In the DLQI ≤10 population, no additional analyses or evidence were submitted by the company, despite the use of the erroneous US tariff-based EQ-5D values. As such, the Committee estimated a rough estimate of the ICER of apremilast in this population to be twice that of the DLQI >10 population, giving a figure of £60,000 per QALY. As such, the use of apremilast in this population was deemed not to be within a range considered to be a cost-effective use of NHS resources.

5 ERG Conclusion

A number of general issues were raised throughout this appraisal. The first concerns the positioning of a new therapy in a sequence and the appropriate consideration of the often large number of potential combinations and treatment strategies. The second concerns the significant impact of the resource use of patients on BSC on the cost effectiveness of a therapy. Finally, the importance of appropriately applied country-specific tariffs was noted.

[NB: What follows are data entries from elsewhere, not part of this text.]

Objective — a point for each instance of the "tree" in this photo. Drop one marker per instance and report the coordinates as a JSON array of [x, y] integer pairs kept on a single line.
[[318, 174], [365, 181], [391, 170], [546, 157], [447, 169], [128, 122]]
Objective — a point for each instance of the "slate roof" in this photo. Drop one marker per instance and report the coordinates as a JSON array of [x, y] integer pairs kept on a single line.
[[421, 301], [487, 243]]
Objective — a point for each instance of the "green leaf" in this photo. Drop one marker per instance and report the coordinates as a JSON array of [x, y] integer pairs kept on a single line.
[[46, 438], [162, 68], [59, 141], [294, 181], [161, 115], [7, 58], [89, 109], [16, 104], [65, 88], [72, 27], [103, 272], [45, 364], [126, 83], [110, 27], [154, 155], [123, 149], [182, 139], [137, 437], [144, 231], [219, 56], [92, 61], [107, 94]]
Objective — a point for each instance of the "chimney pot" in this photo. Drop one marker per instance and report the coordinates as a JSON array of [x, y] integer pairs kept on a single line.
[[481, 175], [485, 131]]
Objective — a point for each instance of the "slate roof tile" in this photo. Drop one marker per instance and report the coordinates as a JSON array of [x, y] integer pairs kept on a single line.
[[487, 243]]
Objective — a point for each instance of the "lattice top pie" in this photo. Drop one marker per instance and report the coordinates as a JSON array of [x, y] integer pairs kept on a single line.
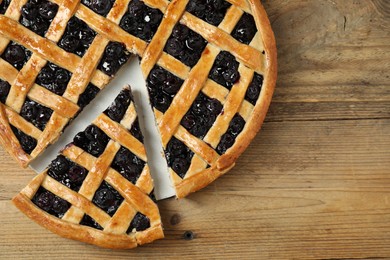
[[99, 189], [209, 66]]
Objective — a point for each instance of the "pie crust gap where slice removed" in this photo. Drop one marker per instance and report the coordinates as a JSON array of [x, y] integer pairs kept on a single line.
[[98, 190], [210, 69]]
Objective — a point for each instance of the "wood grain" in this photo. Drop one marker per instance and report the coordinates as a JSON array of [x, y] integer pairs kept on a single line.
[[315, 183]]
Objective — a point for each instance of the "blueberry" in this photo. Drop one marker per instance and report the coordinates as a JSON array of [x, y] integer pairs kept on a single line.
[[86, 97], [58, 166], [226, 142], [188, 121], [48, 10], [140, 222], [77, 174], [30, 11], [14, 54], [69, 43], [107, 198], [102, 7], [236, 125], [174, 47]]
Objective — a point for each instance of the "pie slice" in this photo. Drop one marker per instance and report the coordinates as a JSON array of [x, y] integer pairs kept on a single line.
[[210, 69], [99, 189], [210, 77]]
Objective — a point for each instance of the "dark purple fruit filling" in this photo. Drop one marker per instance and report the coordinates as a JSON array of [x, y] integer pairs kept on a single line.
[[54, 78], [67, 172], [178, 156], [201, 116], [140, 222], [225, 70], [141, 20], [228, 138], [35, 113], [118, 108], [135, 130], [50, 203], [162, 86], [4, 90], [92, 140], [16, 55], [245, 29], [37, 15], [107, 198], [185, 45], [27, 142], [253, 91], [4, 5], [90, 222], [211, 11], [88, 95], [101, 7], [78, 37], [128, 164], [115, 55]]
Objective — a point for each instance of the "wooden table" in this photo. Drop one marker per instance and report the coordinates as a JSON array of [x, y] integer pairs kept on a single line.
[[315, 183]]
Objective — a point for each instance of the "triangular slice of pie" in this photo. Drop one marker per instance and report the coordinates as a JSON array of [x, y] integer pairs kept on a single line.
[[210, 68], [210, 77], [99, 189]]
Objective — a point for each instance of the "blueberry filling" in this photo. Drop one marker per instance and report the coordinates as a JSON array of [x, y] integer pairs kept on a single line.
[[92, 140], [88, 95], [201, 116], [37, 15], [115, 55], [185, 45], [162, 86], [128, 164], [27, 142], [67, 172], [245, 29], [90, 222], [50, 203], [135, 130], [4, 90], [253, 91], [77, 37], [4, 5], [16, 55], [107, 198], [54, 78], [140, 222], [178, 156], [228, 138], [35, 113], [118, 108], [141, 20], [225, 70], [211, 11], [101, 7]]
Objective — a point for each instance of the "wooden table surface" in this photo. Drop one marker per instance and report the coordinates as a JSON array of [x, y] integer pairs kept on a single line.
[[315, 183]]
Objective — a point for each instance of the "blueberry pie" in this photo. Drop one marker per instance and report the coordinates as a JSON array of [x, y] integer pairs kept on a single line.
[[99, 189], [209, 67]]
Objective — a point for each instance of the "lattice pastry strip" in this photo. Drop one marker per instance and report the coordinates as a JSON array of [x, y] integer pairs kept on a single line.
[[97, 191]]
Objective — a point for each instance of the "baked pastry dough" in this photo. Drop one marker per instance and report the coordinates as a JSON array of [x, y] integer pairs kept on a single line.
[[210, 67], [98, 196]]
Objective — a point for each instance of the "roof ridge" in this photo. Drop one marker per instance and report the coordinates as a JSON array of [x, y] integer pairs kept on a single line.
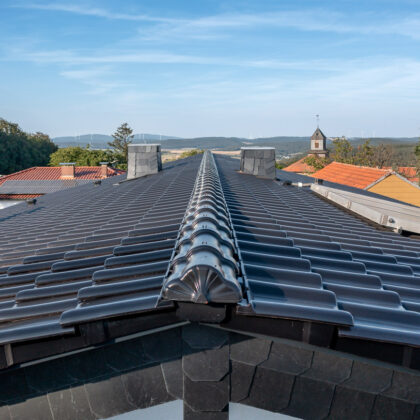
[[359, 166]]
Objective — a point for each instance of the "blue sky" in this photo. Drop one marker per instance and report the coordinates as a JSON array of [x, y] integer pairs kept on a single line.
[[207, 67]]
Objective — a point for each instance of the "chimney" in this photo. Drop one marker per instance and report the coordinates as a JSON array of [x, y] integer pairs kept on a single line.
[[259, 161], [104, 169], [67, 170], [143, 159]]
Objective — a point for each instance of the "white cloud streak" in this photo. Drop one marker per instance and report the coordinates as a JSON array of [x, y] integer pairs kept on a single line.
[[312, 20]]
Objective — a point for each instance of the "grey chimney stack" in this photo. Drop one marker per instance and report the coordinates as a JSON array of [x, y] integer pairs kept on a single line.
[[259, 161], [143, 159], [68, 170]]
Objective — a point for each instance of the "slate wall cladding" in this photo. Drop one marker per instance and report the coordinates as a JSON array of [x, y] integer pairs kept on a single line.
[[207, 367], [143, 159], [259, 161]]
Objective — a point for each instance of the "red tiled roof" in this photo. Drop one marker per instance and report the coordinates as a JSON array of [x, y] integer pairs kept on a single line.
[[46, 173], [18, 196], [409, 172], [351, 175], [300, 167]]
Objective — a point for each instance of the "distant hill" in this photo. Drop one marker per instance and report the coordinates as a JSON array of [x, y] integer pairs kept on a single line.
[[284, 145]]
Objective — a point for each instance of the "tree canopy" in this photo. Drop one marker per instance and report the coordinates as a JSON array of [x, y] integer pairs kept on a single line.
[[82, 156], [20, 150]]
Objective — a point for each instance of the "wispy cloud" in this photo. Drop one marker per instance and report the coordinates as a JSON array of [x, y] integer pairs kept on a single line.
[[93, 11], [210, 27]]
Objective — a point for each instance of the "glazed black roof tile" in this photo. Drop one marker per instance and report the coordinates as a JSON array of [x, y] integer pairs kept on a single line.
[[327, 238], [85, 278], [95, 252]]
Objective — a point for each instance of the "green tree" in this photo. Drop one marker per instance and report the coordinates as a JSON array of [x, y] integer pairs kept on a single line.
[[122, 138], [20, 150], [317, 162], [191, 152], [342, 150], [81, 156], [417, 153]]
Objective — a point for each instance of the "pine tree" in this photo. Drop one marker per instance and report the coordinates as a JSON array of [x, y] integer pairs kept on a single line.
[[122, 138]]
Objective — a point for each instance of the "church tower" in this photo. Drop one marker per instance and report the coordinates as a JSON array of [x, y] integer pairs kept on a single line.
[[319, 144]]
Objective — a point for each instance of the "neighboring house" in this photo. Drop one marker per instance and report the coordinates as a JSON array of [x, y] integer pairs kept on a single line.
[[207, 285], [380, 181], [318, 148], [300, 167], [40, 180], [409, 172]]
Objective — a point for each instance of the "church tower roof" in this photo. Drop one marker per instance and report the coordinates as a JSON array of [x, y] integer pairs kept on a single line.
[[318, 135]]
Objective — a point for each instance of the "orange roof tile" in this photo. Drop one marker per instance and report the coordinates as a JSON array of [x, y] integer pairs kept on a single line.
[[409, 172], [351, 175], [300, 167], [46, 173]]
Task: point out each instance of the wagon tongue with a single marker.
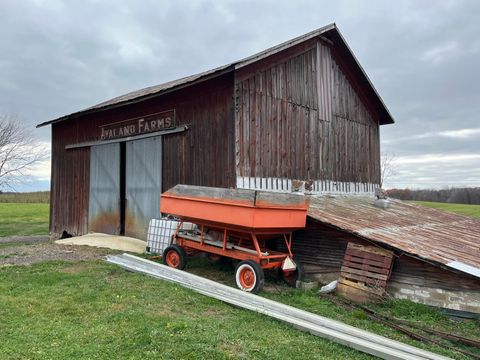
(288, 264)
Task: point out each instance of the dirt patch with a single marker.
(26, 253)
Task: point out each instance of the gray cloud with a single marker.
(61, 56)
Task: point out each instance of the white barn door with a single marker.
(104, 197)
(143, 184)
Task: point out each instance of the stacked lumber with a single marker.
(364, 273)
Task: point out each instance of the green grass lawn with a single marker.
(23, 219)
(462, 209)
(96, 310)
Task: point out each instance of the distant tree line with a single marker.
(452, 195)
(30, 197)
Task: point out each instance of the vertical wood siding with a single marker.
(202, 155)
(301, 118)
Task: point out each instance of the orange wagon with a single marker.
(236, 224)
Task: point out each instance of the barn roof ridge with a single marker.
(157, 90)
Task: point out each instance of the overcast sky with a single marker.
(423, 57)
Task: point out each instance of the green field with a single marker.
(23, 219)
(462, 209)
(96, 310)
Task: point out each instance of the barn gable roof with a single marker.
(447, 239)
(329, 32)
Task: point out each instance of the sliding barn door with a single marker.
(104, 198)
(143, 184)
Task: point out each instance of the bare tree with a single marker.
(19, 152)
(388, 167)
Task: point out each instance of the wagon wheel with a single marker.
(291, 276)
(174, 256)
(249, 276)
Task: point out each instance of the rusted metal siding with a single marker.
(202, 155)
(301, 118)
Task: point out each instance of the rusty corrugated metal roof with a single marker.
(142, 94)
(433, 235)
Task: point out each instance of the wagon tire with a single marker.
(175, 256)
(249, 276)
(291, 277)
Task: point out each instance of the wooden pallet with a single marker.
(364, 273)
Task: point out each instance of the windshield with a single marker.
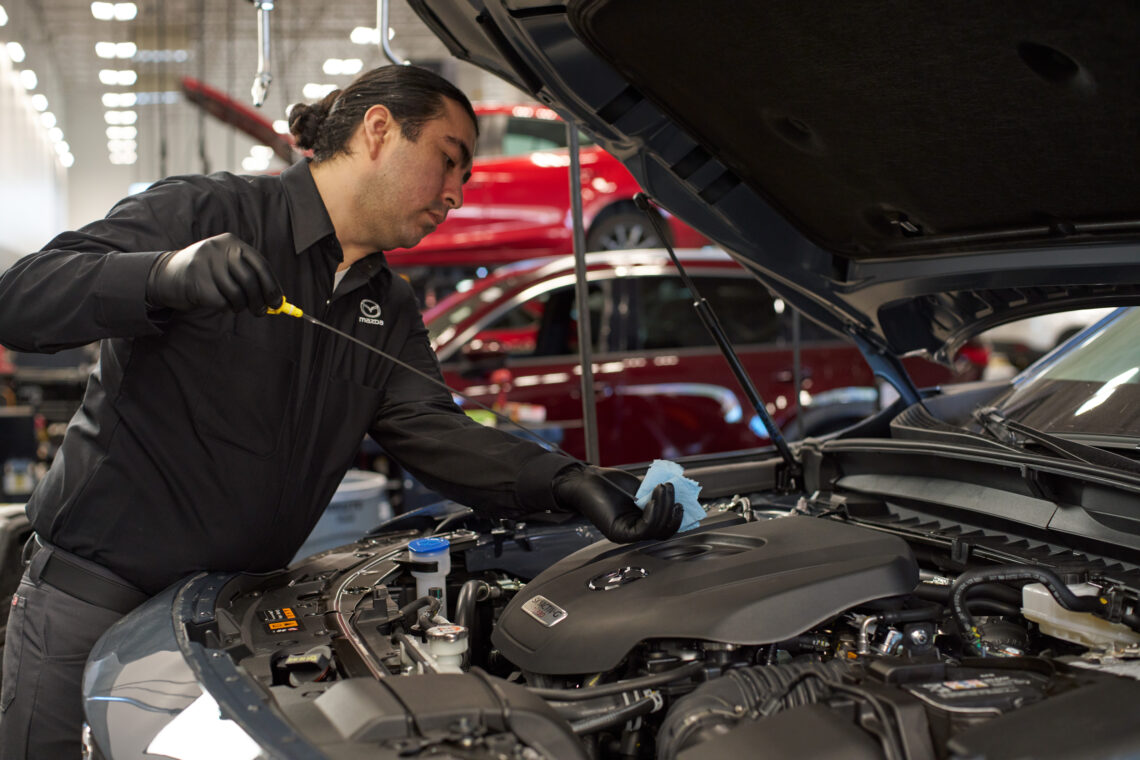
(1088, 389)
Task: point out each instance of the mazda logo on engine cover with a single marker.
(610, 581)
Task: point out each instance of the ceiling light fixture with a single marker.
(120, 117)
(335, 66)
(119, 11)
(315, 91)
(105, 49)
(365, 35)
(122, 76)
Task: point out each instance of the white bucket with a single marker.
(359, 504)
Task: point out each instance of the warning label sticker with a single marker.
(279, 621)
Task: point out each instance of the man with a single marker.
(211, 436)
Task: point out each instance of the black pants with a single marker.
(49, 636)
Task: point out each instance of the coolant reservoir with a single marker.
(1084, 628)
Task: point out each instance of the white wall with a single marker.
(33, 184)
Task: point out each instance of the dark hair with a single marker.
(413, 95)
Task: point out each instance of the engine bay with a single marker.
(783, 626)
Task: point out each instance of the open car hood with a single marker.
(909, 173)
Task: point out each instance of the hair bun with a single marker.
(304, 122)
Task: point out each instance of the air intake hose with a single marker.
(742, 694)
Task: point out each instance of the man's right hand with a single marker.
(218, 272)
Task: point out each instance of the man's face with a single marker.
(416, 184)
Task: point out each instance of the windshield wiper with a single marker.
(1011, 432)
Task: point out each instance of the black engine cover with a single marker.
(747, 583)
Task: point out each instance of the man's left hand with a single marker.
(604, 496)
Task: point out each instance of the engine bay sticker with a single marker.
(544, 611)
(279, 621)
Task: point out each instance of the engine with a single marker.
(754, 636)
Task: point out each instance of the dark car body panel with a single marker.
(662, 390)
(872, 180)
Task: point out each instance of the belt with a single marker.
(81, 582)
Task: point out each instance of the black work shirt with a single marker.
(209, 440)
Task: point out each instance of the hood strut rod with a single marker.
(713, 325)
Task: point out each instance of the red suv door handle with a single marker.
(786, 375)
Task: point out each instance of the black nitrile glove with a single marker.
(604, 496)
(218, 272)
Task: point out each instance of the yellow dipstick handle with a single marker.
(286, 308)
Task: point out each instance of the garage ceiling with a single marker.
(218, 40)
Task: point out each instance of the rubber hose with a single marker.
(722, 703)
(587, 709)
(618, 687)
(1000, 591)
(1048, 578)
(912, 615)
(613, 718)
(992, 607)
(407, 612)
(465, 602)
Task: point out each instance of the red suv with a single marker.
(662, 387)
(516, 204)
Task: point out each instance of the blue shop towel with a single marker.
(684, 489)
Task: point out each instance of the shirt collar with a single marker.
(306, 207)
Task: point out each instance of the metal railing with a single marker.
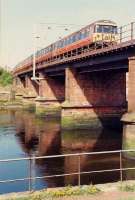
(32, 160)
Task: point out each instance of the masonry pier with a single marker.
(51, 94)
(90, 99)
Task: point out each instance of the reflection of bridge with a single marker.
(85, 83)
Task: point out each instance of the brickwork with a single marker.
(93, 97)
(52, 88)
(31, 86)
(96, 89)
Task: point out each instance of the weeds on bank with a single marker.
(127, 188)
(64, 192)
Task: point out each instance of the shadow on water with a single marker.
(23, 135)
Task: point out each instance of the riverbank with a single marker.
(109, 191)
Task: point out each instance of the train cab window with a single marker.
(106, 29)
(98, 28)
(114, 29)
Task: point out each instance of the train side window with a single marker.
(98, 29)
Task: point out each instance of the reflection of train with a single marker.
(98, 33)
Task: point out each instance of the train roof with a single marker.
(105, 22)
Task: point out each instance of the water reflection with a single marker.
(92, 141)
(40, 137)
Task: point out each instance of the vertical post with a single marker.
(120, 34)
(132, 30)
(33, 173)
(102, 38)
(121, 178)
(30, 174)
(79, 177)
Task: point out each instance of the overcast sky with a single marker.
(17, 18)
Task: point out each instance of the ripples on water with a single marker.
(22, 135)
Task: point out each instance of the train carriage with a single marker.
(99, 33)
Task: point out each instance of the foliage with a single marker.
(5, 77)
(62, 192)
(128, 188)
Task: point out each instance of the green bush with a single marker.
(5, 77)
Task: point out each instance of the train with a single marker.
(101, 32)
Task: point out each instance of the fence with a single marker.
(33, 159)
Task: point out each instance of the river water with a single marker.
(23, 135)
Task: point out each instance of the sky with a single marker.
(22, 20)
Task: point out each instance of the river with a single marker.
(23, 135)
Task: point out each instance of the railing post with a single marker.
(30, 174)
(121, 176)
(132, 30)
(120, 34)
(79, 169)
(33, 172)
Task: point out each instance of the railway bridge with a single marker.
(87, 87)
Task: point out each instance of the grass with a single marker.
(5, 77)
(127, 188)
(56, 193)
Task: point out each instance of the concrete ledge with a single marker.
(45, 99)
(128, 117)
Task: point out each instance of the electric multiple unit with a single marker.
(99, 33)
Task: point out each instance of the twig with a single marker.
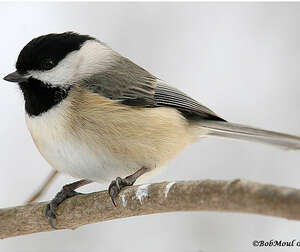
(233, 196)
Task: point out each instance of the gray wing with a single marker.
(166, 95)
(132, 85)
(123, 81)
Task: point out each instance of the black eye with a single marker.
(47, 64)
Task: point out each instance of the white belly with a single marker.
(70, 155)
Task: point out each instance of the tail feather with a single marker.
(243, 132)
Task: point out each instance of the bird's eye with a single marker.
(47, 64)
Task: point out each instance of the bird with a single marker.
(99, 117)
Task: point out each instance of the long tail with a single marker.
(243, 132)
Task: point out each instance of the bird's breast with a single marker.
(91, 137)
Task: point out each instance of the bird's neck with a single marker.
(39, 98)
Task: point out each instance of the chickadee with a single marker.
(96, 115)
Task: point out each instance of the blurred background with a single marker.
(240, 59)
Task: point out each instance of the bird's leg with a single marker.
(117, 184)
(66, 192)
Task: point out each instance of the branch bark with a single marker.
(209, 195)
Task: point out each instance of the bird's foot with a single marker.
(50, 210)
(116, 186)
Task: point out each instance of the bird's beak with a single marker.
(15, 77)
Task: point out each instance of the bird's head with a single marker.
(59, 60)
(50, 65)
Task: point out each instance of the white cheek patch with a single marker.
(93, 57)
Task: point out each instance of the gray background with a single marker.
(241, 60)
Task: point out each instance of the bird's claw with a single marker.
(116, 186)
(50, 210)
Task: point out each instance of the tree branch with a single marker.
(232, 196)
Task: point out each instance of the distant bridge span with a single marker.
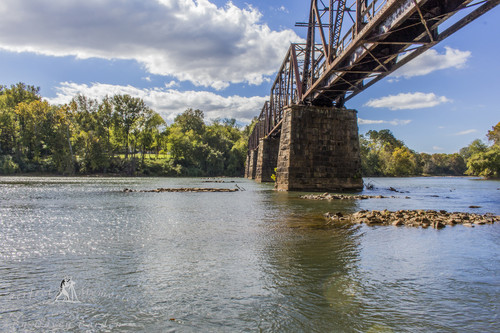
(352, 44)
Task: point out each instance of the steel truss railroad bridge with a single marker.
(350, 46)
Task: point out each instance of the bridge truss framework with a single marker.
(353, 44)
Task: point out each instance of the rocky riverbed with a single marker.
(329, 196)
(414, 218)
(184, 189)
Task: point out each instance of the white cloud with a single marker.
(170, 102)
(432, 61)
(402, 101)
(394, 122)
(466, 132)
(171, 84)
(191, 40)
(282, 9)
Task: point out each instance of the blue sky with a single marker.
(221, 57)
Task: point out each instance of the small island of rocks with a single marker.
(329, 196)
(413, 218)
(184, 189)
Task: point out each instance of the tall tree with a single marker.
(128, 110)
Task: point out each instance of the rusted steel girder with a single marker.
(382, 36)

The ERG were critical of the company for not presenting a full range of incremental analyses considering the wide range of possible combinations of treatments available for the DLQI >10 population, covering potential alternative treatments and the positioning of apremilast. While the sequences presented were expected to represent the most typically used current practice and placement of apremilast, there was no demonstration that the comparator sequence was itself cost effective, nor any consideration of any implications for the resultant cost effectiveness of apremilast. Additionally, the company made the initial assumption that apremilast would be used prior to existing biologics, without any clinical or cost-effective justification, with the Committee noting that the use of apremilast prior to more effective treatments may not be clinically appealing. Failing to report or provide a model able to conduct incremental analyses comparing all of the possible sequences simultaneously can be potentially misleading, as has previously been demonstrated by the NICE decision support unit (DSU) [22].

Due to the presentation of apremilast as an additional line of therapy, with no detrimental effects on the other treatment in the sequence, the evaluation presented by the company can essentially be reduced to a comparison of apremilast versus BSC, as the additional therapeutic line displaces time on BSC. While this does not invalidate the assumption, it results in the cost effectiveness of apremilast being driven by the cost and disutility of being on BSC. In the case of the appraisal, the company was criticised for making unsubstantiated assumptions regarding BSC, primarily around resource use, with the Committee concluding that no evidence existed as to the appropriate cost of BSC. As presented in Table 3, the relaxation of the associated cost changed the ICER from one of dominance over the no apremilast arm to an ICER of £18,577 per QALY. This shows the importance of a prior understanding of the key drivers of cost effectiveness by the company so that research can be conducted into the relevant drivers prior to NICE appraisal.

Finally, as shown in Table 3, the application of UK rather than US EQ-5D tariffs reduced the ICER by over £10,000 per QALY in the ERG’s initial base case, and over £20,000 per QALY in some scenarios. While the ERG agrees that the use of the UK tariff is wholly appropriate, in this context the significant impact warrants further research by NICE as to whether the consideration of international tariffs as scenario analyses represents an important means of conceptualising the full uncertainty around their values, as has been suggested by recent research [23].